This post is one I originally posted on Facebook at the end of July and was one of my most viewed posts ever! It’s a deeply personal account of a tough moment in my writing “career.” I’ve posted about it before but this seemed to resonate with many writers and readers. Here ya go!
Last year, I learned a valuable lesson in regards to my writing.
I wanted to turn one of my four NaNoWriMo novels into a publishable book. I choose what I thought was the best one and revised it then hired an editor to look it over.
When I got the edits back, I was also given a brutally honest assessment of the work. It wasn’t something I wanted to hear, but man it was so helpful and so spot on. I cannot thank that editor enough for opening my eyes to the problems it had and how far from being ready it was.
Then, a few days later, I attended a writing conference where they were doing a blind reading of submitted stories with a panel of agents and small publishers. Anyone that wanted to could submit a three page sample of their story and they’d read it out loud for the entire conference to hear. Once it got to the point in the story where that agent or editor would’ve rejected the submission, they were to raise their hand.

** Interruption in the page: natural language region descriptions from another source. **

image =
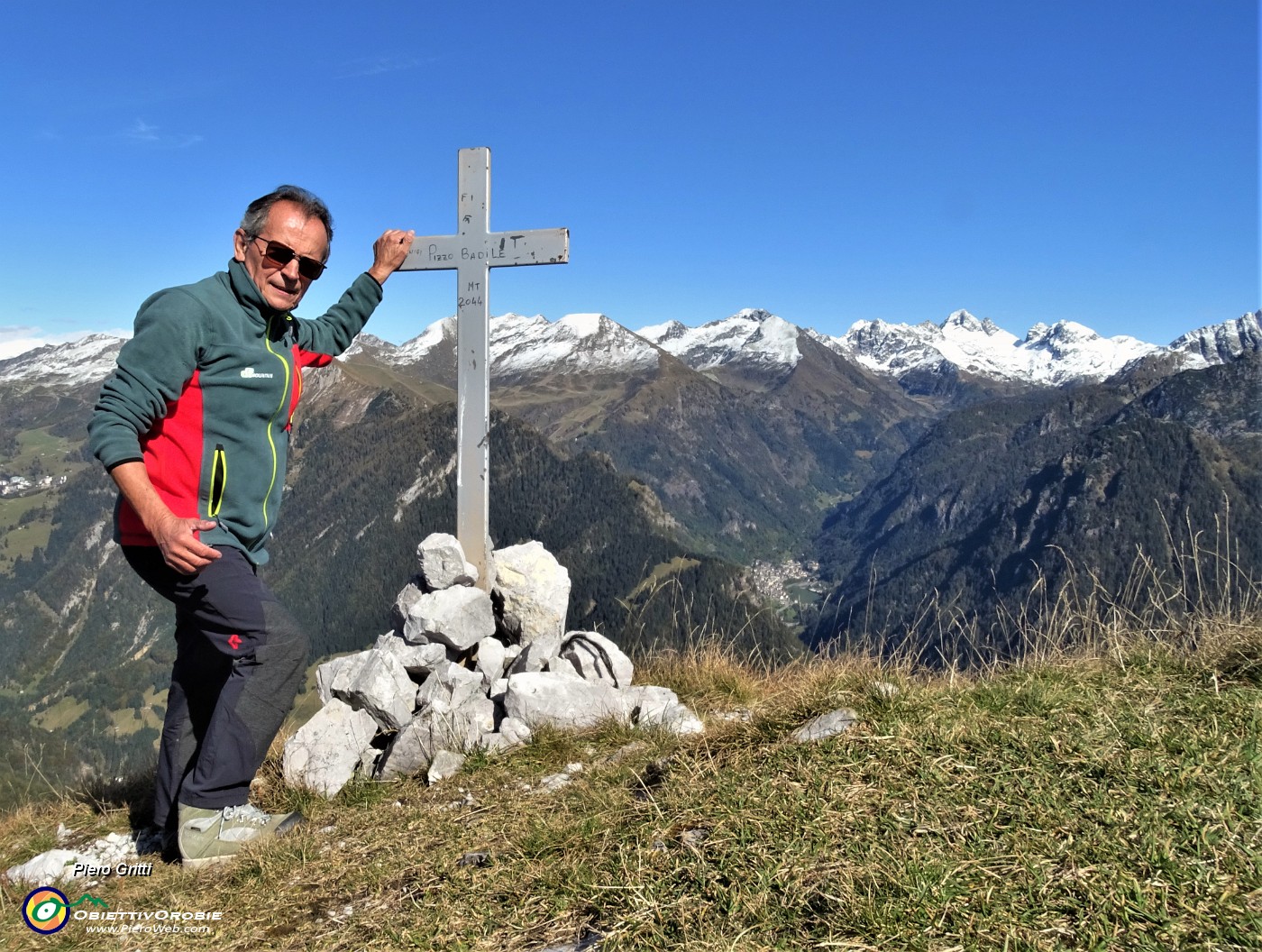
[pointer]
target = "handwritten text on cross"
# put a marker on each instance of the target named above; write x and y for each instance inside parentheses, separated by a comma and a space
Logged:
(472, 252)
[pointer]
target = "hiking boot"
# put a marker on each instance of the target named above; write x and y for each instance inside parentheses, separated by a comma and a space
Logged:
(210, 836)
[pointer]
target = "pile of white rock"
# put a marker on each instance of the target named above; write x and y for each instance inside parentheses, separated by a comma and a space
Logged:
(466, 669)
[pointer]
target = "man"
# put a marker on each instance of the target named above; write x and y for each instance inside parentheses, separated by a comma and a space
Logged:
(193, 427)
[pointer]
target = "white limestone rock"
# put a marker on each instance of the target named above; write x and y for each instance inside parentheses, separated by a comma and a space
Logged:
(442, 562)
(409, 753)
(325, 753)
(827, 725)
(337, 673)
(52, 866)
(416, 658)
(444, 764)
(659, 707)
(382, 688)
(535, 590)
(489, 662)
(458, 617)
(407, 598)
(536, 655)
(597, 658)
(546, 697)
(511, 734)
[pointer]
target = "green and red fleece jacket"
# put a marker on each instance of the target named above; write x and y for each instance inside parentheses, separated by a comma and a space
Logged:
(205, 394)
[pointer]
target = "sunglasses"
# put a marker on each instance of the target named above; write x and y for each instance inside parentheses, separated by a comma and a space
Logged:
(280, 255)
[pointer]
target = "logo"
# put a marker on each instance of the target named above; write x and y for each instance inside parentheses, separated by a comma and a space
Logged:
(47, 911)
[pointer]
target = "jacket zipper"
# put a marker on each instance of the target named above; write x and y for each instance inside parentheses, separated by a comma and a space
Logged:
(280, 407)
(218, 480)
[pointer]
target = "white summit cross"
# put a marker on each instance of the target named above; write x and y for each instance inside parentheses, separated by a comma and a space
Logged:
(472, 252)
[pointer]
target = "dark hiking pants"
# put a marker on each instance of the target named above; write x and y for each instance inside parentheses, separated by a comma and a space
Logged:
(240, 659)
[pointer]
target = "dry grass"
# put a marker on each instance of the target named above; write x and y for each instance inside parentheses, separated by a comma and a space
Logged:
(1104, 793)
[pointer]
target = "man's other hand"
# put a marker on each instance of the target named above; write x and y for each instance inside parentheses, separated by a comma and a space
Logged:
(180, 548)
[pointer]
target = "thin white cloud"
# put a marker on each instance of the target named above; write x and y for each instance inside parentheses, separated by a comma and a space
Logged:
(376, 66)
(149, 134)
(22, 339)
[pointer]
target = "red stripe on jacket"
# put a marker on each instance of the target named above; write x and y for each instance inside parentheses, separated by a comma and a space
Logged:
(173, 460)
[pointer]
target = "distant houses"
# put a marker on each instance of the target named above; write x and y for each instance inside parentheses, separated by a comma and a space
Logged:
(22, 485)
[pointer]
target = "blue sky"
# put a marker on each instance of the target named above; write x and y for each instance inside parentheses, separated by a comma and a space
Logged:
(1093, 160)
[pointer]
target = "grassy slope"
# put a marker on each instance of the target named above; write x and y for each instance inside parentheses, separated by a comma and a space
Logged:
(1108, 801)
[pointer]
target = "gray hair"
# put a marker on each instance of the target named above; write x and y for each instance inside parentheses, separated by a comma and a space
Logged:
(256, 215)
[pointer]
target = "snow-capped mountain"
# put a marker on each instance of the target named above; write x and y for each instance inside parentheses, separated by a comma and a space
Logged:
(526, 347)
(82, 362)
(1064, 352)
(1220, 343)
(753, 343)
(750, 337)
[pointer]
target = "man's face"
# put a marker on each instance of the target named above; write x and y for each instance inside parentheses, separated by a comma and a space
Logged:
(287, 223)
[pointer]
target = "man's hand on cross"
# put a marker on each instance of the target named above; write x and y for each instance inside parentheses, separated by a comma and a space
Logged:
(389, 252)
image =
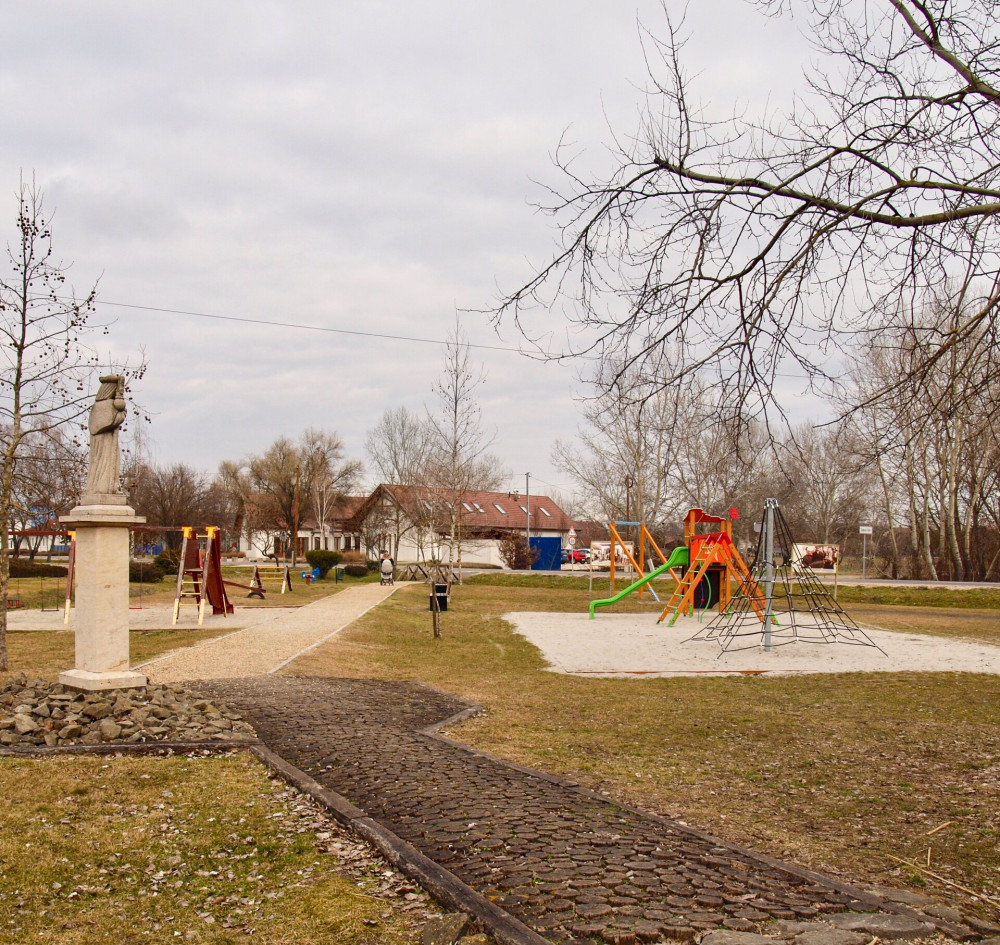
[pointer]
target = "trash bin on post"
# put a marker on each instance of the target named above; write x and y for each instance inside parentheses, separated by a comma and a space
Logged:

Once a majority of the panel rejected it, they’d stop and offer a critique of why they rejected it (or if it went the entire length, why they would’ve asked for more).
I submitted my three pages. So did about a hundred other writers. They only read five submissions but guess whose got read? Yeah, this guy right here! It was the same story I had my editor work on. Already feeling bummed about the comments received so far, when they started reading mine I was in shock but also curious.
When they got to the second page, hands started flying up. I sipped my Diet Coke like nothing was going on but inside I was crushed. I wanted to crawl in a hole and die. Their feedback was brutal. Much like the editor I worked with, they didn’t hold back, however this was in front of a room of over a hundred writers! Fortunately the only person that knew who’s story they were critiquing was myself.
Those combined experiences with that draft made me question everything I was doing. Was I good enough? Do I have a clue about what I’m doing? Was I mistakenly claiming the title of “writer?” Should I give up?
My drive home from that conference was a dark, lonely drive. However, when I finally pulled in the driveway, I determined to use this for good.
I vowed to get better, to try harder, to continue progressing in my craft because I love it. I enjoy writing and it’s a part of me now. I chose to take their criticisms not as a personal attack, but as my alarm to improve my writing. I had skill, but it needed work.
It was a tough lesson to learn, but in the end the most valuable thing to happen to me.